MILI Affiliates enjoy many benefits and perks. They are invited to private events; gain access to the Carlson School’s faculty research, lifelong learning programs, and student body; and join a network of industry leaders who share skills and knowledge across organizations. “We believe our affiliate network’s collaboration and critical thinking will generate improvement and innovation within the medical industry,” Parente says.
Affiliate Events Expand Network Connections
The MILI Affiliates executive board meets regularly to plan diverse events ranging from topical roundtable discussions to site visits with key leaders at affiliate organizations. Edgerton recently led an event at his workplace. “The entire leadership of the National Marrow Donor Program sat down with the affiliates to discuss our vision, how we operate, our views on health care reform, and our strategies for working with the government, transplant centers, and doctors,” he says. “The event was well received and offered a real-life view of how a non-profit operates and creates benefits for the people it serves.”
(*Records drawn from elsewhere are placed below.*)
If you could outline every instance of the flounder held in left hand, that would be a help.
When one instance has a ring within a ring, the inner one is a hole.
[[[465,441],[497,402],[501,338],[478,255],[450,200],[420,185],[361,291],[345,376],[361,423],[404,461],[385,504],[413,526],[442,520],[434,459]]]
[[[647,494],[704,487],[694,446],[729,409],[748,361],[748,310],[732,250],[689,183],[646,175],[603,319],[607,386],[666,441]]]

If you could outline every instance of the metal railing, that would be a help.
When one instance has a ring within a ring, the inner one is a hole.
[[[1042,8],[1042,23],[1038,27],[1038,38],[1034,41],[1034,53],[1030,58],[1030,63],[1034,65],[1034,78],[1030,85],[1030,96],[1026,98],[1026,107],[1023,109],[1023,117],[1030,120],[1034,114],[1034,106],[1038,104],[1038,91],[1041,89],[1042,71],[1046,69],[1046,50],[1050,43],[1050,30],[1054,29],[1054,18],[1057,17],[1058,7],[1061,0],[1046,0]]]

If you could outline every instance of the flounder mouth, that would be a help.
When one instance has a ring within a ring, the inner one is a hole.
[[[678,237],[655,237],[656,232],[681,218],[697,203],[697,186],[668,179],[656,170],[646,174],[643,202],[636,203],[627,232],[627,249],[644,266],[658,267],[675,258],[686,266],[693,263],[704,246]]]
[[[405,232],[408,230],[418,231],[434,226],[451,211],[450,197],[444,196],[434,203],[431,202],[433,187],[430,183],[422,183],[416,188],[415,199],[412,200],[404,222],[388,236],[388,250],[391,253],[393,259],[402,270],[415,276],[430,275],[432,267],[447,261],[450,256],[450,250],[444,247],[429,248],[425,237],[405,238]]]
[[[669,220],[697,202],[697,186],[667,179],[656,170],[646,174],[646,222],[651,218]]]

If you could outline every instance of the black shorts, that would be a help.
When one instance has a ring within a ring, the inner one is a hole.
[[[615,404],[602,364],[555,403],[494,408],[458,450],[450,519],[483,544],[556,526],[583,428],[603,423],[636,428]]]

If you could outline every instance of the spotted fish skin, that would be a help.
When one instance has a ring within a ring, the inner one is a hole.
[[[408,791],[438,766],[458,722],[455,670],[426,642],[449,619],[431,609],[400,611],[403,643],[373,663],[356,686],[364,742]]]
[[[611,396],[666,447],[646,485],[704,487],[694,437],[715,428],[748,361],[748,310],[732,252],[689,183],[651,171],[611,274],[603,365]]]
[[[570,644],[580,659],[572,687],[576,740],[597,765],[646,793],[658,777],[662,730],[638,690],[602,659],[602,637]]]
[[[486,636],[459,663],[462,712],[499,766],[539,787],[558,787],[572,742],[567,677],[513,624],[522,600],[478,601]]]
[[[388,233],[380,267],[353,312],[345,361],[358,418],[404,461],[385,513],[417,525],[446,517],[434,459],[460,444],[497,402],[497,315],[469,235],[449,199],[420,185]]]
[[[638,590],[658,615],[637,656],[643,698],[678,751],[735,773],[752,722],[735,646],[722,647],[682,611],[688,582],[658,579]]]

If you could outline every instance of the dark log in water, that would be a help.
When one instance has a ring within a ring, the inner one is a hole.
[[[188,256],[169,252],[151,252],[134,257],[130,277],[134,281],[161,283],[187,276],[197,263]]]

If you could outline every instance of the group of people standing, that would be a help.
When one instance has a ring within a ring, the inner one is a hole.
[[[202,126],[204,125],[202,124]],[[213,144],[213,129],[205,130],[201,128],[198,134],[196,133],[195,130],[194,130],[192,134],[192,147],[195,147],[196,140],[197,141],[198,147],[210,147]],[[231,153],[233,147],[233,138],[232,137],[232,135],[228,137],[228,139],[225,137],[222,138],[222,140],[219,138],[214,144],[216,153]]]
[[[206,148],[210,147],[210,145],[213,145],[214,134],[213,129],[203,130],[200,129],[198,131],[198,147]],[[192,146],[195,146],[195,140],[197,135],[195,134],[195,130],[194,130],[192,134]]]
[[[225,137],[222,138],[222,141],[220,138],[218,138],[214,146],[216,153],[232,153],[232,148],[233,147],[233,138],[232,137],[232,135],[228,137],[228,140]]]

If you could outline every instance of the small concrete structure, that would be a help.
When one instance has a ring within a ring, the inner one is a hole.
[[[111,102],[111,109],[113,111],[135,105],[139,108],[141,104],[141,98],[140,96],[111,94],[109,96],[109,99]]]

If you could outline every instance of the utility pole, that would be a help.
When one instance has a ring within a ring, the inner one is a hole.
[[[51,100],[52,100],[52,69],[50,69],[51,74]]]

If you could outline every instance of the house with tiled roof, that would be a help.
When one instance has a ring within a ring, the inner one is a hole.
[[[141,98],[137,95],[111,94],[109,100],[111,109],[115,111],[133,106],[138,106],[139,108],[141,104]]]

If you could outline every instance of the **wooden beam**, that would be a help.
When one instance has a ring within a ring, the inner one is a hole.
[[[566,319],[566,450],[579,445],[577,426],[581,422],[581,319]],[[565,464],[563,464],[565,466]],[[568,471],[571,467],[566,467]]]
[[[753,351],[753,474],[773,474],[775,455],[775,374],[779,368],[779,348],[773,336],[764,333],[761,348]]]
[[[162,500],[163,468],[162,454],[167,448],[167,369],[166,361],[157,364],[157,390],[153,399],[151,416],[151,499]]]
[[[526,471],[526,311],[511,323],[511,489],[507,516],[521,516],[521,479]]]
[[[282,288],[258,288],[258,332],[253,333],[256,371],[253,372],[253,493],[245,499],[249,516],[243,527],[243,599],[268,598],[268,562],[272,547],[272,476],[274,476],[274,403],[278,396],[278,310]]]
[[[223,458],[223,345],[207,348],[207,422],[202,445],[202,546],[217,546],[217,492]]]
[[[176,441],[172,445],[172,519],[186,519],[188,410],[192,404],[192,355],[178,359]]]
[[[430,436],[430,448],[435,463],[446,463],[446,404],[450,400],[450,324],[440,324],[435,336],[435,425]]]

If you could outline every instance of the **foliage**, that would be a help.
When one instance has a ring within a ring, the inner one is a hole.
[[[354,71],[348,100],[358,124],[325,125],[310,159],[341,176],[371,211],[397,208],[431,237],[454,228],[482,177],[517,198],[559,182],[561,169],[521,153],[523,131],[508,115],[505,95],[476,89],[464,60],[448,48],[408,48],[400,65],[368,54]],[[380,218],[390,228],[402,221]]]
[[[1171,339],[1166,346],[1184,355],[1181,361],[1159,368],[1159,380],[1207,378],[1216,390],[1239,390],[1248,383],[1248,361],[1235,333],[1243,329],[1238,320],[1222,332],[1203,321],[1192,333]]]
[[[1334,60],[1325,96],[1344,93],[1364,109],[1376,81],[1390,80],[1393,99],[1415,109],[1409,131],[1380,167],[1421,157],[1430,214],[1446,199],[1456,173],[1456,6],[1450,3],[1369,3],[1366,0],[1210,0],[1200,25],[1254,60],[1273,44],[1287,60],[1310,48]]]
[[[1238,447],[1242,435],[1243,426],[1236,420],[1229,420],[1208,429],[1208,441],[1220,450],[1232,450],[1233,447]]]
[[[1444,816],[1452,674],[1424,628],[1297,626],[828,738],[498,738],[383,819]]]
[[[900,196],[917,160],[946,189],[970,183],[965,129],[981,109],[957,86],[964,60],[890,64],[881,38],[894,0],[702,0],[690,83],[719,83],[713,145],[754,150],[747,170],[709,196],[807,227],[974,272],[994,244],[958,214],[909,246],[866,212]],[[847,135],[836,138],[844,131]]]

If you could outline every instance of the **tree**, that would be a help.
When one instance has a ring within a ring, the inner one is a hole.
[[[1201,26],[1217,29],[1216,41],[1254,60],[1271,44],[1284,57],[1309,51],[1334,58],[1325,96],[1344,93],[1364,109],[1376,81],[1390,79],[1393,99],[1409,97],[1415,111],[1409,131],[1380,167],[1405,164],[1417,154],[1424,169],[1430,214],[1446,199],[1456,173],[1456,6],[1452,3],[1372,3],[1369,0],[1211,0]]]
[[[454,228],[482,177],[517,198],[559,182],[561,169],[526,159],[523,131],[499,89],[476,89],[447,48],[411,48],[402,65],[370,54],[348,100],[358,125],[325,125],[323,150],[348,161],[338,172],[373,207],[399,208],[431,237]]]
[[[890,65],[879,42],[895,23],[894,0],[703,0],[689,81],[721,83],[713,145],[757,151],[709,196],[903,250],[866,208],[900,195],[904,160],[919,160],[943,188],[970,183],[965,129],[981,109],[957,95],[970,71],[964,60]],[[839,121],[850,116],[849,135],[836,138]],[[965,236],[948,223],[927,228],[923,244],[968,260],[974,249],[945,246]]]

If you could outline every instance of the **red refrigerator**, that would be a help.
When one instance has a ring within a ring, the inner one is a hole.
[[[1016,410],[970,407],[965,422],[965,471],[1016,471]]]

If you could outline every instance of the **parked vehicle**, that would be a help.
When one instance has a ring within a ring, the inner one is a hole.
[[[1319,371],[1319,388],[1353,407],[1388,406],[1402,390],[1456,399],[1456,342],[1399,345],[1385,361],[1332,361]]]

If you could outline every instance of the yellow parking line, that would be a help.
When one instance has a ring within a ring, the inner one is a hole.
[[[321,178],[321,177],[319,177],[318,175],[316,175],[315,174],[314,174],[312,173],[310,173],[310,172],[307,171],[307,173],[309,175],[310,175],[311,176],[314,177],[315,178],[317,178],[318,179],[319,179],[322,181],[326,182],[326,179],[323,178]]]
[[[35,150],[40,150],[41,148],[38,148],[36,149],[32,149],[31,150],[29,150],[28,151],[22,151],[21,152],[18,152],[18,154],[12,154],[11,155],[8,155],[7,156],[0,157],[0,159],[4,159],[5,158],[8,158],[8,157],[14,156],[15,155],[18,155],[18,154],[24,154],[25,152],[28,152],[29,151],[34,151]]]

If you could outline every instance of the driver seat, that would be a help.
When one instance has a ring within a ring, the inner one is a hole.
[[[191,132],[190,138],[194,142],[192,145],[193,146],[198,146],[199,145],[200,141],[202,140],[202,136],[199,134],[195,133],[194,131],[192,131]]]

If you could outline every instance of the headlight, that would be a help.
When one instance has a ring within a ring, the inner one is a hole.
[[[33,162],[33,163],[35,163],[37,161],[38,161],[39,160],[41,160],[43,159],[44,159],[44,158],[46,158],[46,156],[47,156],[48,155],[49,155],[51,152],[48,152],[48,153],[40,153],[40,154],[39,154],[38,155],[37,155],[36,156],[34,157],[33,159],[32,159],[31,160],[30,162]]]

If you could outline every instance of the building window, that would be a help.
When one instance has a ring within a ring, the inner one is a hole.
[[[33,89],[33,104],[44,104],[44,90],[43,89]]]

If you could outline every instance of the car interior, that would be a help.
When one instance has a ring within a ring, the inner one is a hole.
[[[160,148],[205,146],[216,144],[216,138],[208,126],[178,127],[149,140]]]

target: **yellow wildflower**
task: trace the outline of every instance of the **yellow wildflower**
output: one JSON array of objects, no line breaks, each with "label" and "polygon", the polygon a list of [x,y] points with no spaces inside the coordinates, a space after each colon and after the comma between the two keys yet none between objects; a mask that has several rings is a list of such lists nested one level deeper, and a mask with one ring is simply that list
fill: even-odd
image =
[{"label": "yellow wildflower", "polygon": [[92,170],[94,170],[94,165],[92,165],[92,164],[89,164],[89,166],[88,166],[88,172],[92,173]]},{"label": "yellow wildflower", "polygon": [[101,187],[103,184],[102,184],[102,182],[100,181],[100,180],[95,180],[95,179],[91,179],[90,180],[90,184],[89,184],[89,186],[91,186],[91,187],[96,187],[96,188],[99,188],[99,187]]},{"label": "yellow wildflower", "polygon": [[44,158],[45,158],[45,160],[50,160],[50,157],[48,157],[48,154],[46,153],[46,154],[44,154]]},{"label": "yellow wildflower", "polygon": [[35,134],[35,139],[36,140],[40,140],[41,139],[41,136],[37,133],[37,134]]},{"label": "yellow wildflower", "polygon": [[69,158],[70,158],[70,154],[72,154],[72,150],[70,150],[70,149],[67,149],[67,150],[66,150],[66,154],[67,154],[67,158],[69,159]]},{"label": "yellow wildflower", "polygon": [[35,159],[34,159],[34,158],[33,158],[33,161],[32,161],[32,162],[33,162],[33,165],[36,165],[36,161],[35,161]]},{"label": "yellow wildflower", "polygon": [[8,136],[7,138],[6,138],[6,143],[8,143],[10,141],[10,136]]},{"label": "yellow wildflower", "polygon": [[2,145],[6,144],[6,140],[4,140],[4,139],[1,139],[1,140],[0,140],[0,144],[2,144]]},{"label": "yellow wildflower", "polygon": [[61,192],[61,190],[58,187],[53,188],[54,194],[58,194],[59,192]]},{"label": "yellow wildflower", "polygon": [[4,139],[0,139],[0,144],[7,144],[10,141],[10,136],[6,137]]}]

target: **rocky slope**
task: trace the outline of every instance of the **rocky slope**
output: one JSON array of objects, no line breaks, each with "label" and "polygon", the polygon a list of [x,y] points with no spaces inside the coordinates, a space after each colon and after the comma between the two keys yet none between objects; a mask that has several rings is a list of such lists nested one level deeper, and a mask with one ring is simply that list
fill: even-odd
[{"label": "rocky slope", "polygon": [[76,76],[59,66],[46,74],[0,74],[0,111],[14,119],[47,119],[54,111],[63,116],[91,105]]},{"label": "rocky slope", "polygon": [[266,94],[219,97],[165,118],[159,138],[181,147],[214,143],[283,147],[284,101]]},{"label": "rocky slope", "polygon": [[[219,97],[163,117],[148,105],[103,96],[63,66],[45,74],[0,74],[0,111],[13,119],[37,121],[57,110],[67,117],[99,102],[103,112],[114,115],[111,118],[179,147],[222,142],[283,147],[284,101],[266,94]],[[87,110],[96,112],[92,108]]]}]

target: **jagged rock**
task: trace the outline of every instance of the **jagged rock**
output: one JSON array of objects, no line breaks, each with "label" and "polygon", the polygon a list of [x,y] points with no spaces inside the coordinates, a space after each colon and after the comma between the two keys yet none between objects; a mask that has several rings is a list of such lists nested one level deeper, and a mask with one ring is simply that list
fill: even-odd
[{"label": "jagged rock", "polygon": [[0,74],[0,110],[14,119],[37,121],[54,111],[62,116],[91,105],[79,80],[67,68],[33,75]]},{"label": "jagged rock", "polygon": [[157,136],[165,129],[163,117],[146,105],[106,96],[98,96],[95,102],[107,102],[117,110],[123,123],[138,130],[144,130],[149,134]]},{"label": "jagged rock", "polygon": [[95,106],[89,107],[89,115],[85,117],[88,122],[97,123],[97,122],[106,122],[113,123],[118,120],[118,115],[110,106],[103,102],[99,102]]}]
The NMDP program facilitates more than 5,500 bone marrow and umbilical cord blood transplants each year by matching patients with donors, educating health care professionals, and conducting research. As a senior project manager, Edgerton is currently working with NMDP’s information technology senior leadership team to launch a business engagement group responsible for developing business partnerships with international registries.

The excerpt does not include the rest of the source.